Nessa época o nosso escasso e esparso diálogo algo se reacendeu, enquanto membros da chamada "blogosfera", feito de raras mensagens e ocasionais comentários - nos quais ele mostrava continuar atento a Moçambique. Como quando comigo resmungou por ter eu ecoado no meu ma-schamba as opiniões expressas num livro de William Minter, o norte-americano compagnon de route da Frelimo, cujas perspectivas considerava ele (e bem) serem enviesadas, na senda de algum marxismo anglófono dos anos 60s, demasiado embrenhado na causa anticolonial e no vitupério antiportuguês para produzir visões lúcidas sobre os processos históricos.
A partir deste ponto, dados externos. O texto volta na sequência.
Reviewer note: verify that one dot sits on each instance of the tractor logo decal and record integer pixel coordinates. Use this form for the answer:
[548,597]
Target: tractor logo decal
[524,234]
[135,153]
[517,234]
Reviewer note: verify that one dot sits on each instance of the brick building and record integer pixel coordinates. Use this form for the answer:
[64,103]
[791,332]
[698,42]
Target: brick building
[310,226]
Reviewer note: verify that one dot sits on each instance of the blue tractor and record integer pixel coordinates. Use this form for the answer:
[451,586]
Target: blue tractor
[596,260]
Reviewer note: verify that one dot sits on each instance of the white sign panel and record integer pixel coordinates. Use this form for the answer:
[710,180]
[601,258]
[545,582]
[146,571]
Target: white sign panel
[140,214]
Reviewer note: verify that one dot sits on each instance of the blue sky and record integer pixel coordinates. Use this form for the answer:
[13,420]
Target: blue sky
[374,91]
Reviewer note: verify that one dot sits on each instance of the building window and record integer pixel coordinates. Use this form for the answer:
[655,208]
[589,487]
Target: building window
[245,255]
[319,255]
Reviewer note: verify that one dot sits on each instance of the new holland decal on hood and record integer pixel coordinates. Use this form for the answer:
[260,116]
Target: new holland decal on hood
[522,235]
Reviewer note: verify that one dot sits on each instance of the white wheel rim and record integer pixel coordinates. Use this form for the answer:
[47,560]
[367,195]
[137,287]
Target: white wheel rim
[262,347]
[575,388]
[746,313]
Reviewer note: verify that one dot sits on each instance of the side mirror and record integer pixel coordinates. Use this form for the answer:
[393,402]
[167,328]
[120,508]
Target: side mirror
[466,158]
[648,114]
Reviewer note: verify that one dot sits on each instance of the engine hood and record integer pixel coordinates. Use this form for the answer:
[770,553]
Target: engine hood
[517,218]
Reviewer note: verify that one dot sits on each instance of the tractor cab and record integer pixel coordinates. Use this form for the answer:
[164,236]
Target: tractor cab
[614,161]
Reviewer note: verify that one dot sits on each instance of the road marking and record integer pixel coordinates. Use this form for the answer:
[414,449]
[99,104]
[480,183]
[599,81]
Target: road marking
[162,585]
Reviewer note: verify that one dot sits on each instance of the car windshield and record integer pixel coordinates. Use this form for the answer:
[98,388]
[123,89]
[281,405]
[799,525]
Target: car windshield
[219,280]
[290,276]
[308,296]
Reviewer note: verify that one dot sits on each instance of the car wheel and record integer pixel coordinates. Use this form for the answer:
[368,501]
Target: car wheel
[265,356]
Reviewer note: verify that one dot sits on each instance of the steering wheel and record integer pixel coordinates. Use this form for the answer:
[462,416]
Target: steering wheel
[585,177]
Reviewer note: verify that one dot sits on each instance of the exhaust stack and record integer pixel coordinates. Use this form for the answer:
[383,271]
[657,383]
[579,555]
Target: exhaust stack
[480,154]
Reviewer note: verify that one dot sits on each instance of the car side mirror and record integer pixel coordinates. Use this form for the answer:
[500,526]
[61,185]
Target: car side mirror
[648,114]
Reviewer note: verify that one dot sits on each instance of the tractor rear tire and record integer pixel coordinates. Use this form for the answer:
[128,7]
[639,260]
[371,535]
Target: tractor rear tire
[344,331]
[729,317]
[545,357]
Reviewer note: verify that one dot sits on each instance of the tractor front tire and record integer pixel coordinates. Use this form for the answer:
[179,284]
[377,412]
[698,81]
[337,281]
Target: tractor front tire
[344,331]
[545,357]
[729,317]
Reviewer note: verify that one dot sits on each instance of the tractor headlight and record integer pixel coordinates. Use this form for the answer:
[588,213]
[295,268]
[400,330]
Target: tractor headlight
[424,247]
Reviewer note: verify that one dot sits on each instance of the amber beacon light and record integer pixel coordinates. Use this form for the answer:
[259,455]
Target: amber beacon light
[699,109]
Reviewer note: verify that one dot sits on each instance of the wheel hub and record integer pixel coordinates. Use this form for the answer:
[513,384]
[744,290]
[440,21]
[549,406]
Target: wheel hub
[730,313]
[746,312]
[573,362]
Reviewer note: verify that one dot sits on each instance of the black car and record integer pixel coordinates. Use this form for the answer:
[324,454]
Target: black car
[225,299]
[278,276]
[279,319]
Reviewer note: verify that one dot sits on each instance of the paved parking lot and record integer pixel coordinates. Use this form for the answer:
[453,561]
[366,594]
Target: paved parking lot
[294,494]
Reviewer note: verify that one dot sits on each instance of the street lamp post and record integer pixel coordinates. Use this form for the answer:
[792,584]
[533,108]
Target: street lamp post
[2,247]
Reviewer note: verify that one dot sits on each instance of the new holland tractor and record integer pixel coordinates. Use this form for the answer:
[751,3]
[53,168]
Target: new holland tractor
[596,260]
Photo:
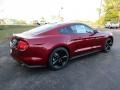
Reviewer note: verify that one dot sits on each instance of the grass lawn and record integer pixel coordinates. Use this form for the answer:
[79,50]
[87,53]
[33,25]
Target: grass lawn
[6,31]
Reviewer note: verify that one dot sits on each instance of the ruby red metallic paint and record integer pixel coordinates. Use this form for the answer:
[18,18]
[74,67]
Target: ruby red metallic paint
[41,45]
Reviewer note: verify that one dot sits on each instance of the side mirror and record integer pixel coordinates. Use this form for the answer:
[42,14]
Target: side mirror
[95,31]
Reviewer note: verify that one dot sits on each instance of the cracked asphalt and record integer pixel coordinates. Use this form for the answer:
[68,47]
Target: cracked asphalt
[99,71]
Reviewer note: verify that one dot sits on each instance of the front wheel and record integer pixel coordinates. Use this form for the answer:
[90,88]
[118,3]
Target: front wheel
[58,59]
[108,45]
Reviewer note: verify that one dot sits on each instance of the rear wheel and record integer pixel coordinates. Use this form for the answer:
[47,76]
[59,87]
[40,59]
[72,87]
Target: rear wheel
[108,45]
[58,59]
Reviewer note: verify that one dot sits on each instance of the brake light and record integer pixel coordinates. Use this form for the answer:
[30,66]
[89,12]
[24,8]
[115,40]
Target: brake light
[22,45]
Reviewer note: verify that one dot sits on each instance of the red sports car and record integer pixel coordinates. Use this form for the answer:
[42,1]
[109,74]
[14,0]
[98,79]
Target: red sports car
[54,45]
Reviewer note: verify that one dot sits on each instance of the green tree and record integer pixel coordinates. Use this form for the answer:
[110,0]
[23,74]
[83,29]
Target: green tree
[111,11]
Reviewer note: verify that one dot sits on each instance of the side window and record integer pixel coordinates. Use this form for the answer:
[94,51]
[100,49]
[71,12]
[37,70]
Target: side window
[66,30]
[89,30]
[78,29]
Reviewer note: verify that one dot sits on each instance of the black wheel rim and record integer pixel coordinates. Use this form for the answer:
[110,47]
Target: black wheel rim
[59,59]
[108,45]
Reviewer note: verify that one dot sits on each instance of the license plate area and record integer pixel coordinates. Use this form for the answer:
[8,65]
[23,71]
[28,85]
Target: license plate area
[13,43]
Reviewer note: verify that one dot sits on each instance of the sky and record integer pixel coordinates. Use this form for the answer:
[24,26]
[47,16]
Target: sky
[34,9]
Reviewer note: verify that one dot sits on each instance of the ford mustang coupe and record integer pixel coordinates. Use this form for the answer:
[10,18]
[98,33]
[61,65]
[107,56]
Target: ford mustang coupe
[53,45]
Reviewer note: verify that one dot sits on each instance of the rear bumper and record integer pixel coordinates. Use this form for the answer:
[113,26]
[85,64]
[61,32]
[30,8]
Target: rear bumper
[30,58]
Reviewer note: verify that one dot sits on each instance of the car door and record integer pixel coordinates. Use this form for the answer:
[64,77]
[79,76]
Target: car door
[95,38]
[81,39]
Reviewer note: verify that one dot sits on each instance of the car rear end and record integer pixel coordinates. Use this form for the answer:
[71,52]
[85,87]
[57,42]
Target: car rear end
[25,51]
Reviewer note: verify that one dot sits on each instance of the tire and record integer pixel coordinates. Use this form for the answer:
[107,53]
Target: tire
[58,58]
[108,45]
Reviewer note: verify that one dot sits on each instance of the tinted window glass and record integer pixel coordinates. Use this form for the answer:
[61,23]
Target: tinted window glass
[89,30]
[40,29]
[78,28]
[66,30]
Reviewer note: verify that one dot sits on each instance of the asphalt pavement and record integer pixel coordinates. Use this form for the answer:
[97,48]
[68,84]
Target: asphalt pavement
[99,71]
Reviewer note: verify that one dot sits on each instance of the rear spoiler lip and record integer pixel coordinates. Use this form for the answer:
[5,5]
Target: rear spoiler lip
[17,36]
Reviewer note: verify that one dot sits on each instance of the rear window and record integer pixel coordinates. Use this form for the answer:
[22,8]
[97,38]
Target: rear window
[39,30]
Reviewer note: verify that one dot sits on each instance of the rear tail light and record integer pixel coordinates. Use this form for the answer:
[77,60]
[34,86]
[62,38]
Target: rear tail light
[22,45]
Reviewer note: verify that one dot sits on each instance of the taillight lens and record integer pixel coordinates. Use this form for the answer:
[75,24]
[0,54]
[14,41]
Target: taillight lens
[22,45]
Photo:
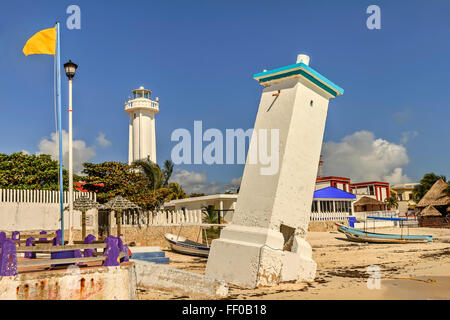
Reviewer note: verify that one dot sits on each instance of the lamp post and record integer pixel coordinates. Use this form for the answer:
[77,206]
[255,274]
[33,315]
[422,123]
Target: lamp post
[70,69]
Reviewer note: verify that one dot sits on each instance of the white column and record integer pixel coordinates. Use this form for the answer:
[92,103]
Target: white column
[250,252]
[130,140]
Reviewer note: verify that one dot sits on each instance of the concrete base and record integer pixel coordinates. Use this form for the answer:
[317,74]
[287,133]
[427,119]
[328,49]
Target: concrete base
[154,276]
[252,257]
[93,283]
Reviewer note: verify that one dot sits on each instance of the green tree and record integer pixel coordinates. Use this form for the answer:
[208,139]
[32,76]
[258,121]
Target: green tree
[210,214]
[392,202]
[117,179]
[425,184]
[194,195]
[176,191]
[144,187]
[157,178]
[23,171]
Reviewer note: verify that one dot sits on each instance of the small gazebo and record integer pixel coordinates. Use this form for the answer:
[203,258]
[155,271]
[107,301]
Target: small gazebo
[119,204]
[369,204]
[83,204]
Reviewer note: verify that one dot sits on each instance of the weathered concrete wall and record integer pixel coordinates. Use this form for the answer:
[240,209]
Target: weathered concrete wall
[20,216]
[325,226]
[96,283]
[154,235]
[154,276]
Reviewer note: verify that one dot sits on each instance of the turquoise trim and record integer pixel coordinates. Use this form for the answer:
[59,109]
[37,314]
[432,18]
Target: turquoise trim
[303,70]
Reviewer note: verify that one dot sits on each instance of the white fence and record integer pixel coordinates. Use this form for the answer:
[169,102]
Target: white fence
[39,196]
[384,213]
[162,218]
[329,216]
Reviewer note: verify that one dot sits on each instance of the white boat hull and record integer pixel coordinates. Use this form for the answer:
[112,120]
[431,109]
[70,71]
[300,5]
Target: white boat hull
[182,245]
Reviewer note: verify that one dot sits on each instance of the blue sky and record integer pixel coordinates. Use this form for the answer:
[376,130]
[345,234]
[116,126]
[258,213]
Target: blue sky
[199,58]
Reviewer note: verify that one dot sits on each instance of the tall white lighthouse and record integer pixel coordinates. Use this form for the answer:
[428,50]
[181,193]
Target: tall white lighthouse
[142,137]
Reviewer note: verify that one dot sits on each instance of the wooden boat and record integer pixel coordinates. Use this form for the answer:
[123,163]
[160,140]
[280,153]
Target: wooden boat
[185,246]
[372,237]
[193,248]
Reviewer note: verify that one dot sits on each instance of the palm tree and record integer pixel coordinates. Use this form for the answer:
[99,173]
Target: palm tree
[157,178]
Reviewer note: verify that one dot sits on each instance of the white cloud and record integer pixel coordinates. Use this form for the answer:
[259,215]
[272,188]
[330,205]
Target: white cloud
[408,135]
[363,158]
[81,152]
[196,182]
[102,141]
[402,117]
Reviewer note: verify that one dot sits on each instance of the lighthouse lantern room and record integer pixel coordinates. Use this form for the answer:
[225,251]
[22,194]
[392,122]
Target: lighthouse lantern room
[142,137]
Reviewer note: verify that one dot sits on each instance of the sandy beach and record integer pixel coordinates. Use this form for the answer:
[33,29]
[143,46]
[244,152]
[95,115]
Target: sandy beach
[407,271]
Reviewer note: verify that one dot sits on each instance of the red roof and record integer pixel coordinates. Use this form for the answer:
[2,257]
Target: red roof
[333,178]
[369,183]
[79,186]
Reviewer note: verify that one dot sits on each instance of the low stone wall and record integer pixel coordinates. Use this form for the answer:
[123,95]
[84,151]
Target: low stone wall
[324,226]
[159,277]
[141,236]
[154,235]
[94,283]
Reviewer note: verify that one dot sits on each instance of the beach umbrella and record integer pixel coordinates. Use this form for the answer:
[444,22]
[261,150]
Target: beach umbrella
[83,204]
[118,204]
Um pequeníssimo detalhe, mas precioso por demonstrar a constante disciplina da sua visão analítica, imune a maximalismos militantes.
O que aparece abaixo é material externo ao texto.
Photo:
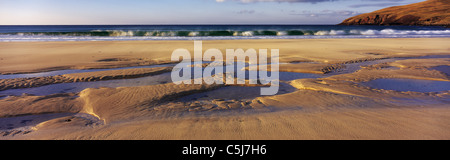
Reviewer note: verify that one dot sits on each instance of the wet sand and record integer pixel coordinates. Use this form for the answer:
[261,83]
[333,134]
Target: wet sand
[335,104]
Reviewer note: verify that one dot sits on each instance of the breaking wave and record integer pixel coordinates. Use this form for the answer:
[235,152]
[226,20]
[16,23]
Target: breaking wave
[103,35]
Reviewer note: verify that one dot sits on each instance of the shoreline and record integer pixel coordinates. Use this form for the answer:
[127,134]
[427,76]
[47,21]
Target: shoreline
[337,106]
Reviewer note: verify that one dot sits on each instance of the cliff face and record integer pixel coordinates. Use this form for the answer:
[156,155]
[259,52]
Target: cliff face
[427,13]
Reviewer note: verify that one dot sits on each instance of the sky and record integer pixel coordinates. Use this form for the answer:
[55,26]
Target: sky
[78,12]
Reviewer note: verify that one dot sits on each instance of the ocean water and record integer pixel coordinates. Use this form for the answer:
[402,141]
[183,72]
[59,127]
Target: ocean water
[10,33]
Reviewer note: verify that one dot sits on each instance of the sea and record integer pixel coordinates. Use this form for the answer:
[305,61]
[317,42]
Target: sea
[31,33]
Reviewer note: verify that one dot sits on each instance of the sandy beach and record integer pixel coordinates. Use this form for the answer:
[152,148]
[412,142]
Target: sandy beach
[333,91]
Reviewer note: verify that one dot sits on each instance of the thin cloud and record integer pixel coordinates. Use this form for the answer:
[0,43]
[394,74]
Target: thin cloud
[291,1]
[246,12]
[325,13]
[375,5]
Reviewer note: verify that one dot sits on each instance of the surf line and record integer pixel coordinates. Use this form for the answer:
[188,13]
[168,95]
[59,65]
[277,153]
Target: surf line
[214,72]
[199,150]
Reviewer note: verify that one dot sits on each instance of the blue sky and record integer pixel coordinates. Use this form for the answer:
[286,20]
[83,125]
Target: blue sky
[46,12]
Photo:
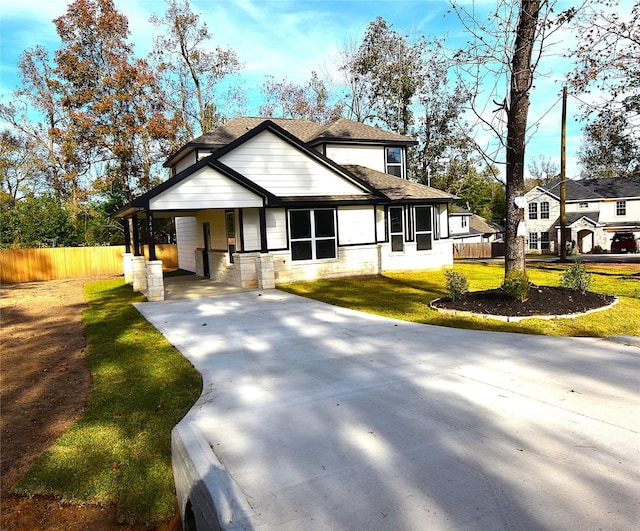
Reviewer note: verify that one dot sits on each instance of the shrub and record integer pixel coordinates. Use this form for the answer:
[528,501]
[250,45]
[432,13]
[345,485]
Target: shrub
[516,284]
[576,277]
[457,285]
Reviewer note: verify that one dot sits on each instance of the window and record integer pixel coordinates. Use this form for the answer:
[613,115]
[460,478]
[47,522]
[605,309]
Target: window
[393,161]
[396,229]
[544,210]
[544,241]
[313,234]
[424,228]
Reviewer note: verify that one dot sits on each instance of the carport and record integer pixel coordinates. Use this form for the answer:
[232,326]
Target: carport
[318,417]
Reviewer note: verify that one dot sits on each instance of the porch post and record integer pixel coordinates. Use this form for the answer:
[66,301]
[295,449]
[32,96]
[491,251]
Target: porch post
[264,247]
[127,234]
[136,235]
[152,237]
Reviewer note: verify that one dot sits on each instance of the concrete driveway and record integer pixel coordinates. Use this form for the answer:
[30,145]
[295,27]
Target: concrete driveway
[317,417]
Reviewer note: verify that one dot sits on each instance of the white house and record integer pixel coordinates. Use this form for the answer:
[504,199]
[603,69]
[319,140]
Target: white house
[260,202]
[595,210]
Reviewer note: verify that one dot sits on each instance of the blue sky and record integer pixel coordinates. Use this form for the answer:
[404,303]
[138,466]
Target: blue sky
[292,38]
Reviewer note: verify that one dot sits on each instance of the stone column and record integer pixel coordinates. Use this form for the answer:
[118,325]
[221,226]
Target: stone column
[155,281]
[266,273]
[127,267]
[139,272]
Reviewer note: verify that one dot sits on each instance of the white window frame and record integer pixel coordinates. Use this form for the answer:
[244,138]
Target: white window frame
[313,239]
[389,165]
[394,234]
[544,210]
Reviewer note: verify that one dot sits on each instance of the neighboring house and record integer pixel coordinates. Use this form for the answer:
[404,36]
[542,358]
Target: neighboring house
[595,210]
[259,202]
[465,227]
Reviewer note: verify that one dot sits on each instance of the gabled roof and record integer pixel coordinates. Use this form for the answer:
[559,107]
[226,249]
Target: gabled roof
[589,189]
[341,130]
[397,189]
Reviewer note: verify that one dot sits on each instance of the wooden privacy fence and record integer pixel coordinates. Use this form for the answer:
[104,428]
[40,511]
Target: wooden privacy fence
[27,265]
[478,250]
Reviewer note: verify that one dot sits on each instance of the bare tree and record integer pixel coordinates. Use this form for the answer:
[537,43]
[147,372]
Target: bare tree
[503,53]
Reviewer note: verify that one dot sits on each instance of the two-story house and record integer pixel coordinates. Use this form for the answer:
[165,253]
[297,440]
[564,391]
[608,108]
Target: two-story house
[595,210]
[259,202]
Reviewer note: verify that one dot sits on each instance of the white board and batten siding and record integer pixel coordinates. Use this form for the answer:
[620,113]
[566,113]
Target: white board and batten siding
[206,188]
[284,171]
[367,156]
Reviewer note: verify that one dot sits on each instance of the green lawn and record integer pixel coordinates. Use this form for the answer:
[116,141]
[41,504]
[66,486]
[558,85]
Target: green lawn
[406,295]
[119,451]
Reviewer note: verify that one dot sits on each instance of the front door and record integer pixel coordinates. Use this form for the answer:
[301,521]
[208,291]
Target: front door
[206,231]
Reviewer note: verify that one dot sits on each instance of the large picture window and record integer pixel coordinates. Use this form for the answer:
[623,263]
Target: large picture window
[424,228]
[393,161]
[313,234]
[396,229]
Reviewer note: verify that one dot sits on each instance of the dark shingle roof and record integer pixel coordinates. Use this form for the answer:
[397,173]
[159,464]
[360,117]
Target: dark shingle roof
[341,130]
[397,189]
[586,189]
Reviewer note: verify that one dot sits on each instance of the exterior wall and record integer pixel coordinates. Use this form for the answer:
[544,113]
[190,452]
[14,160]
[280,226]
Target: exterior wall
[456,225]
[441,255]
[276,228]
[283,170]
[189,237]
[356,225]
[367,156]
[206,188]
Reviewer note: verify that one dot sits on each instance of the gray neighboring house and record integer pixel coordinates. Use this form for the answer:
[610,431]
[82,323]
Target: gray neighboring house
[260,202]
[595,210]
Entretanto a Comissão dos Descobrimentos fora extinta e Rui Pereira ocupara a presidência do então Instituto Português do Livro e das Bibliotecas.** Em 2004 contactou-me, anunciando que nessa condição se deslocaria a Maputo inserido na visita oficial do Primeiro-Ministro Durão Barroso. Combinámos um jantar em minha casa, o qual acabaria por ser alargado a um punhado de quadros do nosso ministério da Cultura e a amigos também integrantes dessa comitiva. Foi nesse dia que me apareceu com o "tu", então já entre quarentões. E também com a oferta do excepcional "Viva o Povo Brasileiro", de Ubaldo Ribeiro, acompanhado da dedicatória verbal "para veres que há mais sítios para te encantares", um "o mundo é muito grande!" que era uma evidente (e lúcida) convocatória para que me descentrasse eu de Moçambique, que tanto me monopolizava.
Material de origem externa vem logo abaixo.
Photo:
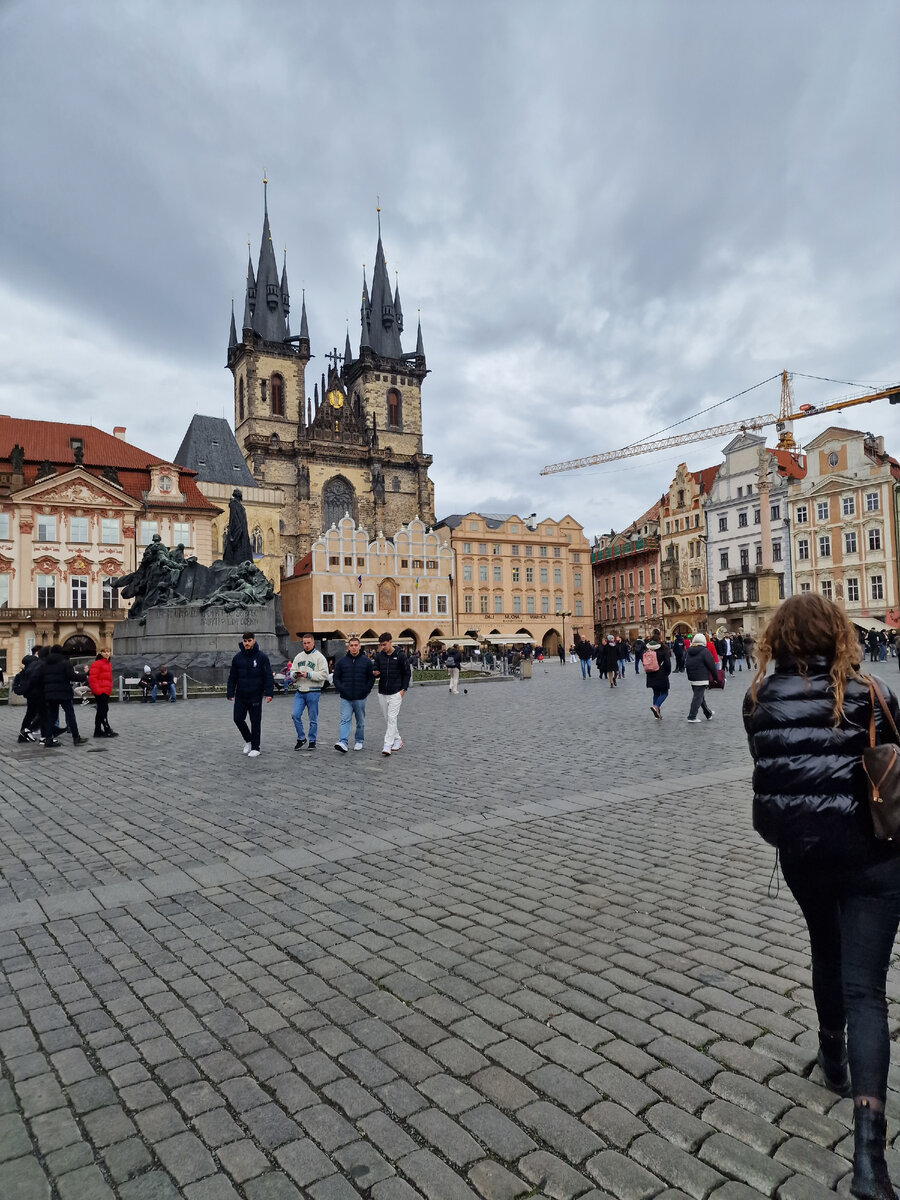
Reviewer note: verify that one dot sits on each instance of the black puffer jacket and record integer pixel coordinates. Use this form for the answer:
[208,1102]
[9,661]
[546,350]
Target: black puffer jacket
[57,675]
[809,787]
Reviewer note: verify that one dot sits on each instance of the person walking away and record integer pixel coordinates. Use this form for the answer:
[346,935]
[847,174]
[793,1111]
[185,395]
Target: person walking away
[309,672]
[25,684]
[250,679]
[737,647]
[454,661]
[609,661]
[58,676]
[165,681]
[637,649]
[808,725]
[585,651]
[393,673]
[700,664]
[354,678]
[658,667]
[100,681]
Esse seu encanto pelo Brasil era algo já antigo, sinalizado na sua participação - subentendo que de cariz institucional - no tão interessante livro "Viagem Philosophica: Uma Redescoberta da Amazônia" (1992), a celebração dos 2 séculos da expedição amazónica do naturalista Alexandre Rodrigues Ferreira. Bem como na sua actuação, nesse mesmo 1992 - ano da influente Exposição de Sevilha, que foi também marco nas comemorações portuguesas -, como comissário executivo da grande exposição "Brasil nas Vésperas do Mundo Moderno", cuja comissão científica também integrara, conjuntamente com Jill Dias e Benjamim Enes Pereira. Interesse esse que viera a desembocar na realização da bem conseguida série televisiva "Avenida Brasil",*** que escrevera com Francisco José Viegas e fora apresentada pela RTP durante 2000. E o qual presumo se havia incrementado através da produção dos excelentes números da "Oceanos" - então já sob o magnífico grafismo da TVM Designers (Luís Moreira e Emílio Vilar), que lhe ficou imagem de marca - produzidos para a celebração dos 500 anos da viagem de Álvares Cabral: desde logo o especial de 1997 dedicado a "Vieira" e os cinco publicados em 1999 e 2000.**** 

Mas o relevante dessa viagem a Maputo foi a sua dimensão institucional. Havia já anos que organismos estatais portugueses, e até membros dos governos, se desdobravam em visitas e declarações de intenções em apoiar o Arquivo Histórico de Moçambique (AHM), o qual após a independência havia congregado a maioria dos fundos documentais existentes no país, e desde então havia subsistido com galhardia mas com condições infra-estruturais crescentemente deficitárias. Era já evidente que o AHM necessitava de novas instalações. E Rui Pereira, na sua posição de Presidente do IPLB, rompeu com a habitual retórica solidária e teve a arte de articular algumas instituições estatais portuguesas, impulsionando um apoio congregado que foi decisivo nessa transferência e, assim, na preservação da memória histórica moçambicana. Mais ainda, consciente de que as funções do IPLB eram também de actuação no apoio às redes de leitura pública da CPLP, Rui Pereira quis encetar um ambicioso programa de cooperação com as bibliotecas provinciais e distritais moçambicanas - além de dinamizar feiras do livro de grande dimensão a efectuar em capitais provinciais. Mas para esse projecto de apoio institucional as dificuldades seriam intransponíveis, dada a fragilidade das infra-estruturas moçambicanas, as quais seriam de facto incapazes de absorver os apoios materiais que ele, energicamente, se predispunha a congregar. E foi isso que lhe vim a dizer, um doloroso conselho informal quando me pediu a opinião. Todo este seu empenho, energia e criatividade no estabelecimento de uma verdadeira "cooperação cultural" com Moçambique poderá, à distância, parecer algo vulgar. Mas foi mesmo um caso raro, excepcional até, de competência no desempenho de funções públicas no âmbito da "cooperação", de ajuda pública ao desenvolvimento. E, também, de evidente e desinteresseiro apreço por Moçambique.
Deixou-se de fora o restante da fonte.